いわきは未消化試合を1試合残しているが、シーズン折り返しの明治安田J2第19節を終えて、7勝6分5敗の8位。ここから目標とするJ1昇格プレーオフ圏内を目指す。
春先に比べると、5月は勝点の獲得ペースが伸び悩んだ。ただ、シーズンの半分を終えた時点での成果はJ2全体の中でもサプライズだっただろう。それでも「引き分けに終わった試合の中でも勝点2を失ったと思う試合が多かった」と田村 雄三監督は振り返る。

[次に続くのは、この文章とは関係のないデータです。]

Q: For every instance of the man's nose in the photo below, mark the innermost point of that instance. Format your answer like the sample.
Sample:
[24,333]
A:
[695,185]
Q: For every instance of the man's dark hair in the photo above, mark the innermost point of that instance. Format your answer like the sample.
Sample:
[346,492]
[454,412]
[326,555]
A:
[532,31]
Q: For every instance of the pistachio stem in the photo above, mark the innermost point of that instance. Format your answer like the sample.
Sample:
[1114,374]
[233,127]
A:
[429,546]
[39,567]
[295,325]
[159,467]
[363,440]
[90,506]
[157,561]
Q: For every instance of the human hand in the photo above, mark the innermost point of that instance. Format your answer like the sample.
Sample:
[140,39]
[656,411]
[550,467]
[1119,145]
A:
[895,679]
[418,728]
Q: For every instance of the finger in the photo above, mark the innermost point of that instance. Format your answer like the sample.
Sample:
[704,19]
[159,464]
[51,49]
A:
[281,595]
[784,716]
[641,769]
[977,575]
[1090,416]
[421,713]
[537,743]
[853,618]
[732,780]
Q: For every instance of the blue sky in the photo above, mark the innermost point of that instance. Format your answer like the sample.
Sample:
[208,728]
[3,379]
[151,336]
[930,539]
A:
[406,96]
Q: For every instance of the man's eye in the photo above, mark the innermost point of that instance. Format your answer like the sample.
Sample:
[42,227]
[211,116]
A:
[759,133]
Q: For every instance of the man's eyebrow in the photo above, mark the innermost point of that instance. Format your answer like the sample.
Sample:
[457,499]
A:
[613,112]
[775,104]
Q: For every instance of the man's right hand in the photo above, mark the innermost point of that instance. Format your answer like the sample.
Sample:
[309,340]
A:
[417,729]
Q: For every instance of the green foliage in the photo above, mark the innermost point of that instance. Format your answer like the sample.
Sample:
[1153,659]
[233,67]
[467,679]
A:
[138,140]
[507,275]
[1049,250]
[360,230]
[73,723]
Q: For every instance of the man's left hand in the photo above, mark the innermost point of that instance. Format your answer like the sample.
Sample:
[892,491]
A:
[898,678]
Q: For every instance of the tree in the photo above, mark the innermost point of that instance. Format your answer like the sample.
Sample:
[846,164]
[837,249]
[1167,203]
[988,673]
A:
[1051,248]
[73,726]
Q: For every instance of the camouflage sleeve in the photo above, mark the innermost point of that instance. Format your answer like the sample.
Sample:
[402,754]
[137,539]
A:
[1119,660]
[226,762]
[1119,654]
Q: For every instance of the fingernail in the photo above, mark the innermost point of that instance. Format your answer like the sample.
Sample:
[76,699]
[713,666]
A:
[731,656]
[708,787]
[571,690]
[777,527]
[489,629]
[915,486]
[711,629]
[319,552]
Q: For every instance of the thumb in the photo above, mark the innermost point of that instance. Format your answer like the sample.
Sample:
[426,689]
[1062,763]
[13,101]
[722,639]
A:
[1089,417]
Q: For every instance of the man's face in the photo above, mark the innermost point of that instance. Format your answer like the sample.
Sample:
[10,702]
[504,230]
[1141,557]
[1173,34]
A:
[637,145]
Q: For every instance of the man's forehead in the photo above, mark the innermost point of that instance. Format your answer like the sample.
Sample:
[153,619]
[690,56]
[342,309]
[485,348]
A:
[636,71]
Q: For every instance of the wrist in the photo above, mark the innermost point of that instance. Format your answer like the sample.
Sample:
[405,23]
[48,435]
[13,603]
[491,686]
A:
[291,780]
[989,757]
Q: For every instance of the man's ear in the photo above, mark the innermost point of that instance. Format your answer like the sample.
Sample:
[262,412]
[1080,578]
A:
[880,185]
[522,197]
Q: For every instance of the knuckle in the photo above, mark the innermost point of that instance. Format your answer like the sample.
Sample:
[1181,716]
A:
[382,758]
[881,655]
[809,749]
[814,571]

一新されたチームの力を右肩上がりに、着実に高める作業は至難の業だ。積み上げてきたベースを基にリーグ後半戦は前半戦以上の勝点を獲得できるか。甲府戦を皮切りに勝点が近いチームや上位勢との対戦が続く。田村監督自身も「6月は勝負の月」と位置づけていて、後半戦のスタートダッシュを切れるように準備を進める。

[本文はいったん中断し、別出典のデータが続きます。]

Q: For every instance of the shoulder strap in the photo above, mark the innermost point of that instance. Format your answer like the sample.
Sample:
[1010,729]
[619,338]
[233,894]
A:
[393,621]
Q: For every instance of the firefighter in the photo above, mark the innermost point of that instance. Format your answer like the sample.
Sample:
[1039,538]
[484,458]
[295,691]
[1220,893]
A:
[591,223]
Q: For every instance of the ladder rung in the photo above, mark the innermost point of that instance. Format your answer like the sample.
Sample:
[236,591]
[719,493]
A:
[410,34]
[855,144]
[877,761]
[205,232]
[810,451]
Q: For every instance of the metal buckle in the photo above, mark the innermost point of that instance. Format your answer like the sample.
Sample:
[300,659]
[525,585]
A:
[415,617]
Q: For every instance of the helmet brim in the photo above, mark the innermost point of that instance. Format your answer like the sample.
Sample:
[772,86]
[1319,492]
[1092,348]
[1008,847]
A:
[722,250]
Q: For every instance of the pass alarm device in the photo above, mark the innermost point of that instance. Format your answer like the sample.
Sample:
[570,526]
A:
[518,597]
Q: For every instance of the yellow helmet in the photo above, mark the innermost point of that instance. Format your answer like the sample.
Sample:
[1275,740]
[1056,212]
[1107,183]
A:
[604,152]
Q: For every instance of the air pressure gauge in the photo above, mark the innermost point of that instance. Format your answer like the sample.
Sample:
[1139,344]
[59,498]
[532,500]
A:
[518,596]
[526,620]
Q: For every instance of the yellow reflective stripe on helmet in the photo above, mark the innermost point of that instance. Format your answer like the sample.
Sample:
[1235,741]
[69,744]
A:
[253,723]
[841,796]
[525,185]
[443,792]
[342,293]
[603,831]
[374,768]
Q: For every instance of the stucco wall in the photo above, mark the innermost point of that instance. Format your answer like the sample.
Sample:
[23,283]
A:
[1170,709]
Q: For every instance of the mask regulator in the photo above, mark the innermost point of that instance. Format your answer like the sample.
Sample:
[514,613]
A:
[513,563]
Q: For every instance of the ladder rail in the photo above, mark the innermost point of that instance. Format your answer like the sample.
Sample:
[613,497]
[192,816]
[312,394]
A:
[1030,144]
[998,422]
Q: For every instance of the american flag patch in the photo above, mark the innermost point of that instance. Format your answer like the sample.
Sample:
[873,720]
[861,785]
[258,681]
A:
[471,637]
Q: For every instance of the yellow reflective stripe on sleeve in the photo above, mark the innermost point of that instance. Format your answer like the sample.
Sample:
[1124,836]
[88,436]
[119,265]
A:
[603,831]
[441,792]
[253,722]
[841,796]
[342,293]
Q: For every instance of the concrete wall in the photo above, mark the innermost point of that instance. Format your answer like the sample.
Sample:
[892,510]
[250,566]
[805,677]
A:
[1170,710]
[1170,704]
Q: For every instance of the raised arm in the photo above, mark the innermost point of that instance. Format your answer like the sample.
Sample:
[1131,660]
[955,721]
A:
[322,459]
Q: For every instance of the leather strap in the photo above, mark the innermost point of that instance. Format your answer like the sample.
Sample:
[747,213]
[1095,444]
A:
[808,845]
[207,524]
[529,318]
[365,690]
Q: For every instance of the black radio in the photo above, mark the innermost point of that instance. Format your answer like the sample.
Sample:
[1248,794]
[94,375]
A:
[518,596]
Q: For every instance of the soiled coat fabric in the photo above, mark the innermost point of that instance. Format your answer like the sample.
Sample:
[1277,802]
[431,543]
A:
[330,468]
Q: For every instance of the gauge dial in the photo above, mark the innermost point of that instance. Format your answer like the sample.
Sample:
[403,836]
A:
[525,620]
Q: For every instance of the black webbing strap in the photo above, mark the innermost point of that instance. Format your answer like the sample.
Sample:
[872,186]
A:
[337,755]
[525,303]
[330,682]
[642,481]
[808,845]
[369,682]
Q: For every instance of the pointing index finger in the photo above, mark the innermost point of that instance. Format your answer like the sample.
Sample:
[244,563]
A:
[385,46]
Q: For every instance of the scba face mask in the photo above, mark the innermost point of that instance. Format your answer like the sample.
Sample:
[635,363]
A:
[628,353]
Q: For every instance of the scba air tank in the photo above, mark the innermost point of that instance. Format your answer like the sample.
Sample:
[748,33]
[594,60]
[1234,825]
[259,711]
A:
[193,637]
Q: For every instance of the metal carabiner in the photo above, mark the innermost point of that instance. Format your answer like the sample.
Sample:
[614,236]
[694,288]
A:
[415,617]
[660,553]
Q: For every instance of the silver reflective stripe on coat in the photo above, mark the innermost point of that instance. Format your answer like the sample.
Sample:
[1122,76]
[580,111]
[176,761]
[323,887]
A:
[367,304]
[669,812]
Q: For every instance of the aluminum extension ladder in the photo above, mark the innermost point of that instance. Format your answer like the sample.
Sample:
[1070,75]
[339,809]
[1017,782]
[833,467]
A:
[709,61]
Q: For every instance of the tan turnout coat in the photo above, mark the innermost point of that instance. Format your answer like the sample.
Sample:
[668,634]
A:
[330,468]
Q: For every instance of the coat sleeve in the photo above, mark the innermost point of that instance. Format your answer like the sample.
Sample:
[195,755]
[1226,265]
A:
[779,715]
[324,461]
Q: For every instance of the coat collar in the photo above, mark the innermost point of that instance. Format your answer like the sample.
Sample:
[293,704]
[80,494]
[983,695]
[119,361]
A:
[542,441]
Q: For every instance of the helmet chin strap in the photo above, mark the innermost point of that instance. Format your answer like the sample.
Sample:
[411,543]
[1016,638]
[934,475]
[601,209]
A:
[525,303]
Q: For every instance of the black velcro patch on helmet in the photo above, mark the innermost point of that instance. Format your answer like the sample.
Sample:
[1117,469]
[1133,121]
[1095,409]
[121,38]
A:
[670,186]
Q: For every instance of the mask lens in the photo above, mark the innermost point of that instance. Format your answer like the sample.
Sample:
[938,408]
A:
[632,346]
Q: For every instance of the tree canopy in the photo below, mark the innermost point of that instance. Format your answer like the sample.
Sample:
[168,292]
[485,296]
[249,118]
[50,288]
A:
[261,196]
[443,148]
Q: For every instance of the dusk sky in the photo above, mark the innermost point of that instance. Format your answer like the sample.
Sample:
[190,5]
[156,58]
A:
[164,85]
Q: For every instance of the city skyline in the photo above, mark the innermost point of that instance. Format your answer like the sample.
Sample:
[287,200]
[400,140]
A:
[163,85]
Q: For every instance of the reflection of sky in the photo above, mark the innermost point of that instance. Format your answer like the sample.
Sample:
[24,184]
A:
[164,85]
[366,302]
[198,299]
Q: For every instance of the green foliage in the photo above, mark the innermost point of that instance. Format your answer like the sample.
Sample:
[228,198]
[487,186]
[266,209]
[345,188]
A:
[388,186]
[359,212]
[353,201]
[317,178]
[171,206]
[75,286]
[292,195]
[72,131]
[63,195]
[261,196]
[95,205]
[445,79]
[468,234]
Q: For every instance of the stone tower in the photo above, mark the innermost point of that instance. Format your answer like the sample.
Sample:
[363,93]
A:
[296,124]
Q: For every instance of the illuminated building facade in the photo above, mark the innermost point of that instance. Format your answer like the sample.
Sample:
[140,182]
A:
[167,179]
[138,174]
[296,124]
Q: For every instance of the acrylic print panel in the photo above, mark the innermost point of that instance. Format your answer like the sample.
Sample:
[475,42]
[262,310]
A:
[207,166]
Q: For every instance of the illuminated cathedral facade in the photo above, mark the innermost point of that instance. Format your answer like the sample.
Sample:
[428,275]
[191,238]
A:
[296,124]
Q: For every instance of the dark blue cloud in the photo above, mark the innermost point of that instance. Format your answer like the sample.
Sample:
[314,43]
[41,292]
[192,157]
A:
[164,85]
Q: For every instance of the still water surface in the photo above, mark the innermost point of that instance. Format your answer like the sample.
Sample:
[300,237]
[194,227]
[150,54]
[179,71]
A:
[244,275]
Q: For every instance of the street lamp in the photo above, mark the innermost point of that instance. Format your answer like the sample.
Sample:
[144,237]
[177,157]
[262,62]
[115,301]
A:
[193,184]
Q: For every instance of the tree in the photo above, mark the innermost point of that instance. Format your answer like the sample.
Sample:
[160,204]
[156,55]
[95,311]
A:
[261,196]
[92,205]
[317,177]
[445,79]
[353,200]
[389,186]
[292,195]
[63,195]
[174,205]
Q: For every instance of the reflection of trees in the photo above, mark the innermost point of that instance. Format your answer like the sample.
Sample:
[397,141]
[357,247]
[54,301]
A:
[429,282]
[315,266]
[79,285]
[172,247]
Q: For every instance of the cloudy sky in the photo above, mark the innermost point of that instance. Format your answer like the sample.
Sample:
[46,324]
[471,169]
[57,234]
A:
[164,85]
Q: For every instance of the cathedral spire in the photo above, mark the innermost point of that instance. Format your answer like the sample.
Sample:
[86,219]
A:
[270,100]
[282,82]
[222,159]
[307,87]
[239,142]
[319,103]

天皇杯2回戦・秋田戦は2-0で勝利。負傷離脱によって手薄になっていたDF陣に生駒 仁と照山 颯人が復帰し、前線では棚田 遼も戻ってきており、プラスの材料は多い。
さらに手ごわいチームになっていくために、まずは今節でホーム戦4試合ぶりの勝利を目指す。
一方、甲府は6勝5分8敗の13位で折り返した。前節・仙台戦を引き分けて連敗を『3』で止めたが、5試合未勝利と苦しい状況が続いている。ケガ人の多さが大きく影響を及ぼしていて、さらに今節は仙台戦で同点ゴールを決めたアダイウトンが出場停止。3バックにシフトしたり、若きストライカー・内藤 大和を起用しながら成長を促したり、打てる手を打ちながらこの状況に向き合っている。
甲府は敗戦した多くの試合で先制点を献上している。連敗を阻止した次の試合、巻き返しに向けて勝利を目指す。